Like father, like son.

“He pounds dog ass, man. You should see him. I get inspired.”


“Sometimes, I hook up bitches for both of us. Get a tandem-fuck going. Weird, though.”


“I do it doggy-style a lot, but Killer never does it Billy-style.”

Probably just being passive-aggressive.

“The breed is known for that He’s a Shanghai Appetizer.”

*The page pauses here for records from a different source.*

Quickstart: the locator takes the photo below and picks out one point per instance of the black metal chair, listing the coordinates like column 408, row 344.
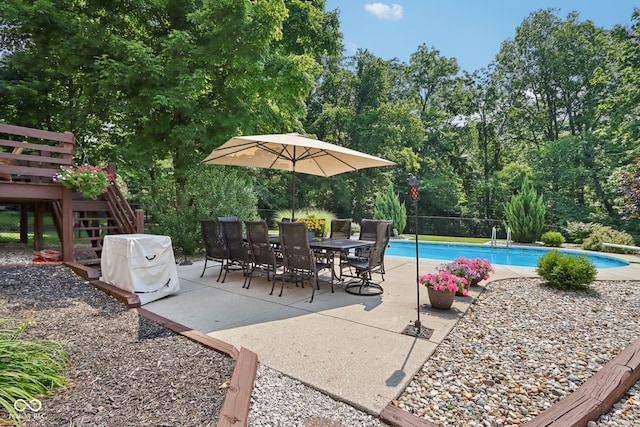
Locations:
column 261, row 252
column 340, row 229
column 365, row 267
column 237, row 249
column 214, row 247
column 369, row 231
column 298, row 257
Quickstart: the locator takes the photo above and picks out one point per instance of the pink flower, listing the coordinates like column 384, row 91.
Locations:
column 444, row 281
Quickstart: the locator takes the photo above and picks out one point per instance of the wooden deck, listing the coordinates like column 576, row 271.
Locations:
column 29, row 160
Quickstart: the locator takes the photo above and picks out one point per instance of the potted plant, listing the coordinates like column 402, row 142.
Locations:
column 90, row 181
column 481, row 268
column 315, row 225
column 442, row 287
column 461, row 268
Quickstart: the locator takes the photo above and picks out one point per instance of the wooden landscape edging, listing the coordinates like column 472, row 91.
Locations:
column 595, row 397
column 235, row 409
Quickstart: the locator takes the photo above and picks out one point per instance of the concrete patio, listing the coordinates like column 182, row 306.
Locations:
column 348, row 346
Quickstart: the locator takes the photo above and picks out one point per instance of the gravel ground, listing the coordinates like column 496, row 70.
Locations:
column 521, row 348
column 124, row 370
column 512, row 355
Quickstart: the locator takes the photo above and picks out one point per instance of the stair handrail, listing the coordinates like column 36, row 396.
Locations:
column 124, row 216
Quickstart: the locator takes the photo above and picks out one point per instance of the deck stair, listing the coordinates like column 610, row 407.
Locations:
column 94, row 219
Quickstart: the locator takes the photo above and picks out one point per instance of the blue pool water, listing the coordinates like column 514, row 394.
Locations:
column 519, row 256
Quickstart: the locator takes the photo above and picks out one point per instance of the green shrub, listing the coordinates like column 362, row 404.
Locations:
column 567, row 272
column 605, row 234
column 303, row 213
column 524, row 214
column 388, row 206
column 209, row 192
column 552, row 238
column 578, row 231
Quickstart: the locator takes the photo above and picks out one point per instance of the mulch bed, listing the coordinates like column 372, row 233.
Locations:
column 124, row 369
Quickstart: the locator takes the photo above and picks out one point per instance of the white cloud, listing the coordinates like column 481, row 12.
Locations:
column 384, row 11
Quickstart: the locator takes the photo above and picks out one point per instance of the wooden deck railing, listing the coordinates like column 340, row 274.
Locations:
column 29, row 159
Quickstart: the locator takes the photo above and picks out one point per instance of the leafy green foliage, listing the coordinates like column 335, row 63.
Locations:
column 629, row 185
column 524, row 213
column 211, row 191
column 28, row 369
column 578, row 231
column 552, row 238
column 314, row 213
column 388, row 206
column 605, row 234
column 566, row 272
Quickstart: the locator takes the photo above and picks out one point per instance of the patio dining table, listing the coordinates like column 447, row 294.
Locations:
column 331, row 247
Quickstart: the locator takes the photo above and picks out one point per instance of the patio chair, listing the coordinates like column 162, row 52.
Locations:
column 369, row 231
column 261, row 252
column 237, row 249
column 373, row 263
column 340, row 229
column 214, row 247
column 298, row 257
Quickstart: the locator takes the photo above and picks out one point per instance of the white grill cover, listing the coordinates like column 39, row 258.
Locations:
column 140, row 263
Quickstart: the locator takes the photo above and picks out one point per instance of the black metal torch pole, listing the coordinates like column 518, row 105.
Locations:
column 415, row 196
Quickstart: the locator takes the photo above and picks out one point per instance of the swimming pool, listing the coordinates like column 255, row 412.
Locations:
column 518, row 256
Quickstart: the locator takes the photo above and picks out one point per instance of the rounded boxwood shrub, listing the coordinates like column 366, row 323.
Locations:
column 605, row 234
column 568, row 272
column 552, row 238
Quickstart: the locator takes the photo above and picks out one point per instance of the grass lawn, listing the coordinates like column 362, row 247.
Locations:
column 10, row 228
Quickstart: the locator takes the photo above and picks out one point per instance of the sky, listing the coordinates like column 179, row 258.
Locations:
column 469, row 30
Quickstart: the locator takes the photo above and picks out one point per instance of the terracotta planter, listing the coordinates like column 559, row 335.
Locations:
column 460, row 293
column 441, row 299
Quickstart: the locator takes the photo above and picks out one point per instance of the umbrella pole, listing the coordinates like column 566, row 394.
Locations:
column 293, row 193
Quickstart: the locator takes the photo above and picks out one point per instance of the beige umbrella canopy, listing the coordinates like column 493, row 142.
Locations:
column 292, row 152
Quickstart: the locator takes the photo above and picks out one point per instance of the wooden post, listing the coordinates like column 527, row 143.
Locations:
column 24, row 223
column 139, row 221
column 38, row 226
column 67, row 225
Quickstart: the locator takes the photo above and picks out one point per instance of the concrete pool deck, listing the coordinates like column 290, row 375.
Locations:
column 350, row 347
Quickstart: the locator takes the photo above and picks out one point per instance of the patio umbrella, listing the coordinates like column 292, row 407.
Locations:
column 292, row 152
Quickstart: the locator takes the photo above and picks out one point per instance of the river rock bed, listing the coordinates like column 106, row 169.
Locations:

That is not a dog breed, but it is racist. I see you got an Apple Watch like everyone else.

“Yeah it’s the tits. It’s a phone you can wear on your wrist.”

Are pockets that inconvenient?

“I’m naked a lot.”


“I got an app on this thing that hooks up to Killer’s shock collar.”

A shock collar? Why?

“I like shocking shit.”

Okay. You’re terrible, but you have your reasons.

“Watch this.”

Dog didn’t move.

“Shock collar’s around my balls.”

You said it was Killer’s.

“It belongs to him, like, legally. But it is wrapped around my scrotum.”


“I like it.”

Jesus, Billy.

“It’s sexy and refreshing. Like a nap combined with a tugger. Not as good as the peanut butter trick, though.”

Do not make your dog lick peanut butter off your genitals.

“That’s disgusting. I make skank lick it off.”

Oh, that’s fine.

“Killer licks the peanut butter off the skank. He’s straight. But, you know, we get our fuck on.”

These conversations never turns out well.